Interview Time - Roger Harvey

Interview with Roger Harvey, author of Poet on the Road.

I was lucky enough to meet Roger Harvey and I picked his brains on everything from the best way to beat writers’ block, to his life changing experiences when he took his poetry to America. Check out the interview before you read the first chapter of Poet on the Road

Sitting in Café Nero with Roger Harvey, it’s quite hard to imagine the life of this internationally renowned poet and novelist. From children’s stories to radio, Roger’s 40 year career as a professional writer has seen him work in almost every aspect of the media.

Tell me a little about your ties to the North East and how your extraordinary career began.

I was born and raised here and studied law and teaching in Newcastle. However I went into both professions knowing that I didn’t want to make a life out of either. Eventually I asked myself, what can I be good at? What else can I do with teaching English?

So you branched out into other areas?

Yes, I started working as a junior, junior, junior advertising copywriter for Metro Radio. While I was there I also wrote pieces for local newspapers and worked on my first two novels. I was criticised for not trying to make myself rich by specialising in one thing, but working in these various jobs taught me how to add an extra edge to my work and make it digestible for the reader, in much the same way that advertisements are meant to be.

And that eventually paid off with works such as the much loved children’s story, Percy the Fish?

That was my first big break. It was actually an audio book made popular with the fabulous radio voice of Tyne Tees announcer, Jane Jermyn. Also while I was doing that I was working on getting the Silver Spitfire published, a harrowing and romantic true life war tale, told to me by my parents.

The book that we’re featuring in our newsletter this month is Poet on the Road, a novelised version of your poetry tour across America eight years ago. Tell me a little about how that tour came about.

It all started with a reading I did at the Northumbria University, where I met “two fat ladies having two whales of a time.” These ladies were actually English professors in Las Vegas and they put the idea in my head that I should do a poetry tour of the states. They acted as my principle hosts on the tour and helped me get a couple of big bookings, including Disneyland. The rest was down to the success of my first few readings.

And of the 48 stops on the tour, which was the one that you would say, affected you the most?

It would have to be the first reading in New York. It went so badly that I thought I’d died, in the same way a bad club comedian dies in front of his audience.

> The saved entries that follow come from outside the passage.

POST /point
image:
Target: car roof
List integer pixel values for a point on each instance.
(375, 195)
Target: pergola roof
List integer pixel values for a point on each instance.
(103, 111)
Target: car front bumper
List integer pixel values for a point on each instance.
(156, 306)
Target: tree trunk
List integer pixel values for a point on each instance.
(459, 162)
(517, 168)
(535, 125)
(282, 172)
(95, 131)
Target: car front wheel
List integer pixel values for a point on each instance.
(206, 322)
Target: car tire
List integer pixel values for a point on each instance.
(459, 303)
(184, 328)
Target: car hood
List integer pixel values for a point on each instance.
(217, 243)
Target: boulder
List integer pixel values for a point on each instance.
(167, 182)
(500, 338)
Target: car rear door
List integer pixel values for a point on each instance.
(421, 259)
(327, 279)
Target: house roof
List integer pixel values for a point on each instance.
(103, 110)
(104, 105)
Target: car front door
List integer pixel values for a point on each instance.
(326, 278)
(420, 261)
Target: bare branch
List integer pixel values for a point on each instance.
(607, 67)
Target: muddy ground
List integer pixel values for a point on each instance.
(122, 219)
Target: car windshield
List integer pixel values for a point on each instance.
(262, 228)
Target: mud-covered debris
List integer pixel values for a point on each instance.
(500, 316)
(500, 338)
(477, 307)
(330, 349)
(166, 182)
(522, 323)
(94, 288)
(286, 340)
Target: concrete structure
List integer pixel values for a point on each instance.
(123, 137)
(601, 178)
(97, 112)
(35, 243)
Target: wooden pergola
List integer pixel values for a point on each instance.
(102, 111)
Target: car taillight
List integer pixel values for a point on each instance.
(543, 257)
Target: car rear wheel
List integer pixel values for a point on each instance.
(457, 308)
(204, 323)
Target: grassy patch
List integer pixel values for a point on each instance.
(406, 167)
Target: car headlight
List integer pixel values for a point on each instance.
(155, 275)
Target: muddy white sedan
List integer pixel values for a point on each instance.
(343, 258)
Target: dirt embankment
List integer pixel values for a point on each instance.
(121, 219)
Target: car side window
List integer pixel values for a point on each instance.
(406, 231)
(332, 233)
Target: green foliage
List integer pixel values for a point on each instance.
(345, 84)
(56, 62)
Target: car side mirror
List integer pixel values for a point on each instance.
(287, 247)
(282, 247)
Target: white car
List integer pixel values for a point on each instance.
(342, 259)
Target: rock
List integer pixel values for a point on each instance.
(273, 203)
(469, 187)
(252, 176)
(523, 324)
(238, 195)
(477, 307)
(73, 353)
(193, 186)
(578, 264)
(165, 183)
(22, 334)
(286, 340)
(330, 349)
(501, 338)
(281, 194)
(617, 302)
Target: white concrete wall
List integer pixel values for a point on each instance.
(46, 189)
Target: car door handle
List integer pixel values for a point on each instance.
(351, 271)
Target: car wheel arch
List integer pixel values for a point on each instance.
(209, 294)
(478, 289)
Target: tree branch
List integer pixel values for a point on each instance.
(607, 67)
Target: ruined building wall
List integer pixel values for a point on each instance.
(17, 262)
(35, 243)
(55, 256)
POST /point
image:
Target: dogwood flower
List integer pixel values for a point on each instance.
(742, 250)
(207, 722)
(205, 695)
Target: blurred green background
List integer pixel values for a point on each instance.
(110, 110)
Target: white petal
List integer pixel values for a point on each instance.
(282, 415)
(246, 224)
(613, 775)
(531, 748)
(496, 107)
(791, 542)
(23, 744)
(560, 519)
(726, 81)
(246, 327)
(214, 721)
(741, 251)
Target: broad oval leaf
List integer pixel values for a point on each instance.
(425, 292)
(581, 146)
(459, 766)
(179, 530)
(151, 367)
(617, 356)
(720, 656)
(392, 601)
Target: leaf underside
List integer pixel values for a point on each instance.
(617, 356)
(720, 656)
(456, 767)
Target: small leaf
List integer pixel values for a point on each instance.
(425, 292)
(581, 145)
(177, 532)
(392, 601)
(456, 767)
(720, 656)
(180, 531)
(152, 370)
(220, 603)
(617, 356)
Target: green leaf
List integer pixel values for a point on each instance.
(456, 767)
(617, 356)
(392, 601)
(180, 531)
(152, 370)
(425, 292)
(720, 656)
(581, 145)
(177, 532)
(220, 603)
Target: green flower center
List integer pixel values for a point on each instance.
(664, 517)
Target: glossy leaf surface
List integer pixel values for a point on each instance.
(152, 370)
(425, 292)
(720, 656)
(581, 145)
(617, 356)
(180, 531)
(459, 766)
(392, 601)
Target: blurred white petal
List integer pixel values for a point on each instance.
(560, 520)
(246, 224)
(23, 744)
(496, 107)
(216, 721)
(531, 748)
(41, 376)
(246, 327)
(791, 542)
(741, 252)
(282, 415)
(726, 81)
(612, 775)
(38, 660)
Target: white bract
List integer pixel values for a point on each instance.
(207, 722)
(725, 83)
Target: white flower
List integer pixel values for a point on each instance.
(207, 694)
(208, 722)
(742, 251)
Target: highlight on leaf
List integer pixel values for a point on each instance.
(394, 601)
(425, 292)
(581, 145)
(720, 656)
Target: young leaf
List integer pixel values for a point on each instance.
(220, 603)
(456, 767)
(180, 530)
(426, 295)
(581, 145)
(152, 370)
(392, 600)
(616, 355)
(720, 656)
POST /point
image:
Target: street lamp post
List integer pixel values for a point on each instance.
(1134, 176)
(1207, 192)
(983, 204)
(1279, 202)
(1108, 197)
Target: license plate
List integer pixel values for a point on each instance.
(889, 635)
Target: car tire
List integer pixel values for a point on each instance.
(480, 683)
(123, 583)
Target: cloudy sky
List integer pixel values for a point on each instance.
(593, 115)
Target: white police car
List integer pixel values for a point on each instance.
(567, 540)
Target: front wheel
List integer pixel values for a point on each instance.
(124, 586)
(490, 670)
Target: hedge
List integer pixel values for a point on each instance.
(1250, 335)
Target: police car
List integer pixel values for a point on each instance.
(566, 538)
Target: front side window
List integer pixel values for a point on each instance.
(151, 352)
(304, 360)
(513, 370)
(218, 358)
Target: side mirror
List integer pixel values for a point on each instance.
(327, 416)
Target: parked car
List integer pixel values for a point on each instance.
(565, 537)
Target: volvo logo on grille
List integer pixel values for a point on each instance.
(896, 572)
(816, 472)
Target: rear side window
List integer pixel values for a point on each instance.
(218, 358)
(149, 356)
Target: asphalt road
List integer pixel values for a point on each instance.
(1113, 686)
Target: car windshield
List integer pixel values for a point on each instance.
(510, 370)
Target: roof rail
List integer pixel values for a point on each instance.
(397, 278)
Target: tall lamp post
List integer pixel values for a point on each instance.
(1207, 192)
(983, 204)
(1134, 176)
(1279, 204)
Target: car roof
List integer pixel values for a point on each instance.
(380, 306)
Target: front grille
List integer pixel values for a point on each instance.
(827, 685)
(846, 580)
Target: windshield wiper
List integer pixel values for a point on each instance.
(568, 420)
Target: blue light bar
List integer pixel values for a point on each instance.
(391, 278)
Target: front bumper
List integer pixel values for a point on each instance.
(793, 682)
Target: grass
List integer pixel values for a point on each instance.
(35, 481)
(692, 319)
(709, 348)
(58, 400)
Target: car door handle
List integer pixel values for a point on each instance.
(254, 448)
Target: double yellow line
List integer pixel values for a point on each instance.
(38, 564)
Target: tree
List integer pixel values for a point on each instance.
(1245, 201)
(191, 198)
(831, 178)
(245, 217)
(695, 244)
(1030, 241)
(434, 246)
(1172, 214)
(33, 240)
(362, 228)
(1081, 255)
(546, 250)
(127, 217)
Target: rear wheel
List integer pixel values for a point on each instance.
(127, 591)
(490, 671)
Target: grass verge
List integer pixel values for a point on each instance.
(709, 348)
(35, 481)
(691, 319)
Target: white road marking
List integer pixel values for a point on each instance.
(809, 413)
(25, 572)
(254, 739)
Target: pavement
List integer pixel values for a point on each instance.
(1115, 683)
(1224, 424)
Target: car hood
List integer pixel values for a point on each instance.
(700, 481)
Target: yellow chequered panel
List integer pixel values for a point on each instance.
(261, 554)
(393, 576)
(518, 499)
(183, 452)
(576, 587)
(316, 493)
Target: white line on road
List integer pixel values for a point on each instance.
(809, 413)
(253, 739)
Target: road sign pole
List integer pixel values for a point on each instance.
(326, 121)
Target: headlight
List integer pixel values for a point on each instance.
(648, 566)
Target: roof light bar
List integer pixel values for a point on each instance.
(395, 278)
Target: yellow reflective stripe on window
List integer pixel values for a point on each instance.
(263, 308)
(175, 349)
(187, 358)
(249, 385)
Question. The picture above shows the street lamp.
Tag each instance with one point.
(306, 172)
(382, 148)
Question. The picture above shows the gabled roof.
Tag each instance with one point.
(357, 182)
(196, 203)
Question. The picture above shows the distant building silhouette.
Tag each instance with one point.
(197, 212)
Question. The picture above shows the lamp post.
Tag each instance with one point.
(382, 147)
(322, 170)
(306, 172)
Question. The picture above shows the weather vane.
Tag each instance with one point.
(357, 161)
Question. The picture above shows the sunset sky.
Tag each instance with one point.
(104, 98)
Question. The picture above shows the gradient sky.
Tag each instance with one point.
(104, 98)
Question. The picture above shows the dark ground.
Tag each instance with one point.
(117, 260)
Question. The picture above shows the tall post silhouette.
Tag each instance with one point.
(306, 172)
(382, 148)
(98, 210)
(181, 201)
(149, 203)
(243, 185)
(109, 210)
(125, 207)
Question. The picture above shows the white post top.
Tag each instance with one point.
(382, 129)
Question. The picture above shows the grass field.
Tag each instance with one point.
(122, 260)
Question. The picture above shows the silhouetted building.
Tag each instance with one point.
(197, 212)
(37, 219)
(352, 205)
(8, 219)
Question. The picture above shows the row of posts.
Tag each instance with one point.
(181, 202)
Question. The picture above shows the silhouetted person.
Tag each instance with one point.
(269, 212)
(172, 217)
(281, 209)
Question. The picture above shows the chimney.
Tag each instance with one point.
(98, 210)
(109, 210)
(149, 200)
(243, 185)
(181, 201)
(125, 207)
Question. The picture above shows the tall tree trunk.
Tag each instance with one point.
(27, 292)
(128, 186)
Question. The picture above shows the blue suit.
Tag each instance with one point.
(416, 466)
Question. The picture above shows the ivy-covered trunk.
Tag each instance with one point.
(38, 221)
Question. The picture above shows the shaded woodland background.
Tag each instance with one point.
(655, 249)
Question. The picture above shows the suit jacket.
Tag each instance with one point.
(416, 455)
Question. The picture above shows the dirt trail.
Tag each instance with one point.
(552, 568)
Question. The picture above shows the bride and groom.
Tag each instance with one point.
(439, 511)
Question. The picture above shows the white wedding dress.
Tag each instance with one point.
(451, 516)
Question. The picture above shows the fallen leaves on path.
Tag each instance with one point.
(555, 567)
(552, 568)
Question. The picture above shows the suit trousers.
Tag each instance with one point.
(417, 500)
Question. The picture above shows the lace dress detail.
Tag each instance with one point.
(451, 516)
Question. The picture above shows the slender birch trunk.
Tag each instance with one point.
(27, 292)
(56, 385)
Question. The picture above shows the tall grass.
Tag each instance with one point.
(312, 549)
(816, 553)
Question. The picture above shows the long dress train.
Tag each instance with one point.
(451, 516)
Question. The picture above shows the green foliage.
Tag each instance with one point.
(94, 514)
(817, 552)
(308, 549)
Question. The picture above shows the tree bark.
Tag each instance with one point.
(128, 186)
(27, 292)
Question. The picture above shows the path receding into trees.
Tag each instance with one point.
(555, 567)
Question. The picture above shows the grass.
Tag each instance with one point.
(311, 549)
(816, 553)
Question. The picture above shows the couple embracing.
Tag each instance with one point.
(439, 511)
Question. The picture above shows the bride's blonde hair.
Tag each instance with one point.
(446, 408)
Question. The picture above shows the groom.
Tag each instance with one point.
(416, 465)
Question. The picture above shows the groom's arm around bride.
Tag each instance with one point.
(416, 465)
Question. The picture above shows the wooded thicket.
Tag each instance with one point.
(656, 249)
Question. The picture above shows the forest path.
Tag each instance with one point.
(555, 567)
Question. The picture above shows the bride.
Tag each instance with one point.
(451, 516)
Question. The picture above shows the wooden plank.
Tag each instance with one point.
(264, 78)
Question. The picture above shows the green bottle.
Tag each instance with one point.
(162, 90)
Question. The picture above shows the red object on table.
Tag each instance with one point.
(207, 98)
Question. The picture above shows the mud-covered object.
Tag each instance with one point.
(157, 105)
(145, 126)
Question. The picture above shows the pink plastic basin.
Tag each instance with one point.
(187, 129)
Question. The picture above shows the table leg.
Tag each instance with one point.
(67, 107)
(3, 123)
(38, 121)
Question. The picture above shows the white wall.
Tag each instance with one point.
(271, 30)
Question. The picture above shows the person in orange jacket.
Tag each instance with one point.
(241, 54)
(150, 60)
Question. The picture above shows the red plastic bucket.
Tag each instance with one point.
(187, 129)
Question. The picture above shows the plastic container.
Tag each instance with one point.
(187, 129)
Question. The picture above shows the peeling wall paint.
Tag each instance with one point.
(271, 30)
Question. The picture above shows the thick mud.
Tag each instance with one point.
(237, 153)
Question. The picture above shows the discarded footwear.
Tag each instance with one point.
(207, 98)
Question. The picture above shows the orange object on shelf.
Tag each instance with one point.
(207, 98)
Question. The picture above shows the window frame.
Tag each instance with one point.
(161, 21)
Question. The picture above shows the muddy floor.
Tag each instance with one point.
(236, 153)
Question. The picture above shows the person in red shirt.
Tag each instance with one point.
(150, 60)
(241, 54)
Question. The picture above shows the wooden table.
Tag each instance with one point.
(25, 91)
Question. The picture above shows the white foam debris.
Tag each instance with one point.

But the decision to carry on and do better was one that paid off. The eight original bookings turned into 48 and I made the most out of being there. It was glamorous in the end and I played up to it. I mean after all, I was the man in the tweed suit with the James Bond accent!

So after this incredible experience, including everything from target practice with a Colt 45 in the Nevada Dessert to refining the cure for writer’s block, what do you plan to do next?

Hopefully it will be a project called Poet Over the Wall, a book based on my experiences in Germany when the wall came down. Compared with the wild and wacky American trip, this was super efficient and filled with glamorous housewives and heavy weight beer drinkers.